The team is now training a very large Polish language model based on BERT architecture. The model is a statistical representation of natural language. Today, such models are laying the groundwork for building more complex tools for text classification, semantic comparisons, data extraction, etc. The bigger the dataset used to train such a model is, the more adequately the semantic and syntactic nuances of a given language are represented. To train that in the LIIS, we have used a plain text corpus of 130 GB, which is equivalent to 400,000 books. Our plan is to make the trained model available to the public.
Another research team in our laboratory is led by professor Witold Pedrycz, University of Alberta, Canada, who is also an academic researcher at the National Information Processing Institute. He’s a world-class expert in computer intelligence, fuzzy modelling, granular computing, image recognition and neural networks. His team combines programming with research and development.
The rest of our employees are IT specialists. Seventy percent of them are programmers, administrators, developers in test, designers and testers. We are no different from any other software house.
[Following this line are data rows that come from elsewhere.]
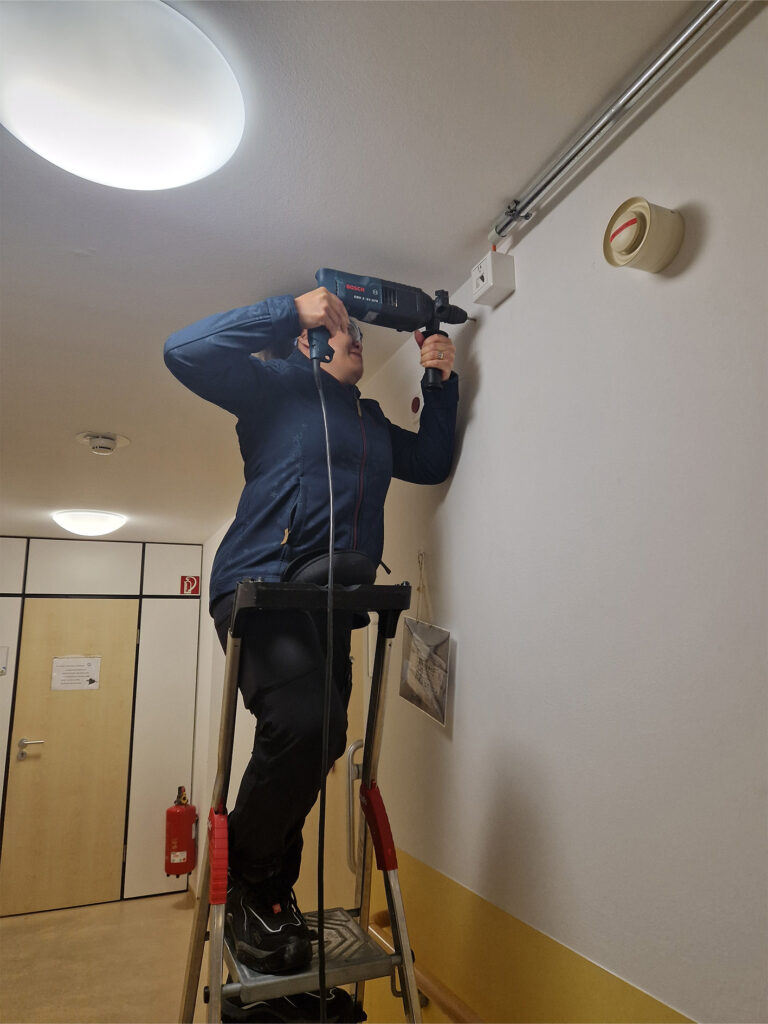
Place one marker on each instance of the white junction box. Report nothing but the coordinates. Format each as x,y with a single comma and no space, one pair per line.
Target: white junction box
493,279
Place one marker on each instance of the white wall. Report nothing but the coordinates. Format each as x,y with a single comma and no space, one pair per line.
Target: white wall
599,556
208,712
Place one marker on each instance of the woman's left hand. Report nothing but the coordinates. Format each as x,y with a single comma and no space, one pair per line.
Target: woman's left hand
436,351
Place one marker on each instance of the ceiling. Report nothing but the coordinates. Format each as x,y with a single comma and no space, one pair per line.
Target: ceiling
381,137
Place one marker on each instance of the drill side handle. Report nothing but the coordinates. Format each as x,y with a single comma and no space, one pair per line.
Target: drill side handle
318,347
432,376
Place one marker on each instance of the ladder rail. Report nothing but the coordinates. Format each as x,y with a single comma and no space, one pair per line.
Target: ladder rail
250,596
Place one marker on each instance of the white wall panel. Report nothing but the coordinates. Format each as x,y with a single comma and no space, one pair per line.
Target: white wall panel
600,556
169,567
104,567
10,608
162,737
12,554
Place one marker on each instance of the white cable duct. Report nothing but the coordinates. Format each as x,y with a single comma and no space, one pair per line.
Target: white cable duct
642,87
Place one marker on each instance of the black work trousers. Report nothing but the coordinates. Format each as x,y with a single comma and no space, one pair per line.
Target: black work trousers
282,679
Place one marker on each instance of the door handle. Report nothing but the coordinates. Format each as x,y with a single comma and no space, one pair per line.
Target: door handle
23,744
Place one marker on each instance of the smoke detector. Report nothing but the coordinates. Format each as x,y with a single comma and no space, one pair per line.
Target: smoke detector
102,442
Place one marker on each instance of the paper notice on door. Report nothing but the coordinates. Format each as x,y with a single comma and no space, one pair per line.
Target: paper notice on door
76,673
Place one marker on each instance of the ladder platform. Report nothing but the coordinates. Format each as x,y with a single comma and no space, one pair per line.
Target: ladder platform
350,956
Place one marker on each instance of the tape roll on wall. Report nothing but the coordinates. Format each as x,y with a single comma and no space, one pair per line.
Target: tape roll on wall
643,236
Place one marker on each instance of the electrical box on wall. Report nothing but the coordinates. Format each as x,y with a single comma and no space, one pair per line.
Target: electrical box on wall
493,279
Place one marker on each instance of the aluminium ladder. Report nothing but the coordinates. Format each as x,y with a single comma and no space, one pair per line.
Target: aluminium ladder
351,956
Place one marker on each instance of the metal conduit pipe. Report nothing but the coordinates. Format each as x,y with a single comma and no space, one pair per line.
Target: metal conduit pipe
520,209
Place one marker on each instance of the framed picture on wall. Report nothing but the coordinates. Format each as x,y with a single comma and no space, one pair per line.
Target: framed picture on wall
424,677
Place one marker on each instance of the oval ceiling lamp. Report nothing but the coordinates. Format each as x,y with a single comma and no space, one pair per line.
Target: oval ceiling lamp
89,522
128,94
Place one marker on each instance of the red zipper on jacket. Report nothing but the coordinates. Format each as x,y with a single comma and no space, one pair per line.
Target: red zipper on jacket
363,467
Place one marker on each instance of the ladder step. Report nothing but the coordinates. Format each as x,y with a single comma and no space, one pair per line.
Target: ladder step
350,955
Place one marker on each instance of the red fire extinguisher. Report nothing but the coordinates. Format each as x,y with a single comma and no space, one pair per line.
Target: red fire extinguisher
179,836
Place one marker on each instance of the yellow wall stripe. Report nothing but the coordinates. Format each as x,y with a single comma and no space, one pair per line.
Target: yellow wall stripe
505,970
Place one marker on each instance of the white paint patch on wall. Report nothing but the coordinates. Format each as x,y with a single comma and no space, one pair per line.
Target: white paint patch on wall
600,557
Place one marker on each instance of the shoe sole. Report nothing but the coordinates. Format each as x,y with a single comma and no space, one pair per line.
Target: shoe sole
288,960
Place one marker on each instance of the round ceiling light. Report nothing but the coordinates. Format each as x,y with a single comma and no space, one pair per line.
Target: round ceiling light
127,94
88,522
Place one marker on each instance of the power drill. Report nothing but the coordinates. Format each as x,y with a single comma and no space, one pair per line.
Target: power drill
386,304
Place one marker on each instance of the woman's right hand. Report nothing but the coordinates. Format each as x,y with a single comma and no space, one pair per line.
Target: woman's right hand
322,308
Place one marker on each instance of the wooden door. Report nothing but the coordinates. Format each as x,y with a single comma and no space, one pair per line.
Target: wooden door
65,817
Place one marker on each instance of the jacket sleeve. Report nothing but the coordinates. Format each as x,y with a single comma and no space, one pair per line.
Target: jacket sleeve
426,457
212,357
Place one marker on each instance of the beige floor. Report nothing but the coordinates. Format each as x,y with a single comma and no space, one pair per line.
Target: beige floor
120,963
115,964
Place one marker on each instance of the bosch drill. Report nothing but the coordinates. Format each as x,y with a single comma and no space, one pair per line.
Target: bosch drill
386,304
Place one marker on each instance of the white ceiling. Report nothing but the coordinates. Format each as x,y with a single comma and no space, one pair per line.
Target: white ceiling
381,137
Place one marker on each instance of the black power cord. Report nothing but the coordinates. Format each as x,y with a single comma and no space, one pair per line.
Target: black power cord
326,706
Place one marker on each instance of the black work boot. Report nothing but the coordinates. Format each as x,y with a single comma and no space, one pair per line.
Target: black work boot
271,938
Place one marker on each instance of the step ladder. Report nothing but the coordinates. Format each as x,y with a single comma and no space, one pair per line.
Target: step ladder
352,957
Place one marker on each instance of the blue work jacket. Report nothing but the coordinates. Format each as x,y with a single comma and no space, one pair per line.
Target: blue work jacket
283,512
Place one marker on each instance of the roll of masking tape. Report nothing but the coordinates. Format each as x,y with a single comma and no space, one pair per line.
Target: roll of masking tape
643,236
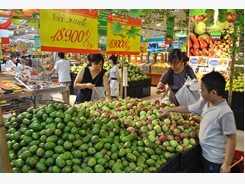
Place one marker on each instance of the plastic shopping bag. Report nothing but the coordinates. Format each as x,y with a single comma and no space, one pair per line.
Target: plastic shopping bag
187,97
98,93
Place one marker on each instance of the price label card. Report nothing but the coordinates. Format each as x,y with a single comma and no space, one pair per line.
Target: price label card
69,30
123,35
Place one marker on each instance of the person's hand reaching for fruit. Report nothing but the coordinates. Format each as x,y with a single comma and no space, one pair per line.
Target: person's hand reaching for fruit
160,88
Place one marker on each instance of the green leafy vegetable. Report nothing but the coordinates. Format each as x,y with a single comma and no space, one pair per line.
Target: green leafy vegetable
133,32
116,28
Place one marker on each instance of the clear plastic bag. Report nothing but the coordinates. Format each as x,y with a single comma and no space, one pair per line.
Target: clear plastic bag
187,97
98,93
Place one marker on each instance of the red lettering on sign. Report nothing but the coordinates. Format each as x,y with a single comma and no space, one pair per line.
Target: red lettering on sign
69,35
120,44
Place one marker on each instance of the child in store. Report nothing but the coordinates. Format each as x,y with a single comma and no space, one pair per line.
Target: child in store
217,133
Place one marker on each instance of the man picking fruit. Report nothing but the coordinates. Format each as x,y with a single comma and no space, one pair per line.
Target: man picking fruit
217,133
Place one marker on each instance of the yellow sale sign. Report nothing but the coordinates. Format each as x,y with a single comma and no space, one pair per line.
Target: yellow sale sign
69,30
123,36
What technologies do you use?
The main technology we use is the Java ecosystem. We also work with Python; we have been using it for the Navoica project and to create machine learning models.
Oracle is used for databases.
For the purposes of machine learning, the LIIS also utilises a large Nvidia computing machine, which we make available to other entities. As far as programming tools are concerned, it’s usually Enterprise Architect for UML modeling. Interfaces are designed with Axure. We all use IntelliJ. There is also Pie chart for Python. Code repositories are obviously GIT-supported.
There is JIRA for group work and Confluence for documenting. Implementation is based on Kubernetes. The Docker platform helps us with containerisation. We also use Apache Kafka to provide services for the entire organisation. It is about integrating all systems, exchanging messages between them.
We must also mention automated tests which would not be possible without JUnit. There is also COMIT and everything is built automatically thanks to Jenkins. Sonar takes care of the analysis of the whole code.
How can LIIS employees improve their skills?
In order to meet the expectations of people involved in research and development, we organise annual doctoral seminars. In the past, they were delivered by Prof. Witold Pedrycz from Canada, who I have already mentioned, and by the sadly missed Prof. Krzysztof Marasek, our colleague and illustrious specialist in natural language processing and experimental phonetics, who was also the Head of the Multimedia Department at the Polish-Japanese Academy of Information Technology.
This year seminars are held online. We have signed an agreement on guiding R&D development with the System Research Institute of the Polish Academy of Sciences. And that mainly covers machine learning.
Our employees attend the best global conferences, invest in their development and produce publications on a regular basis.
What can a person, who wants to join the LIIS, hope for?
Our laboratory offers state-of-the-art technologies and excellent organisation to those who are interested in programming.
Those who are interested in scientific activity related to data science or machine learning can both earn money and do research. They can also contribute to solutions that will be used by other people in practice.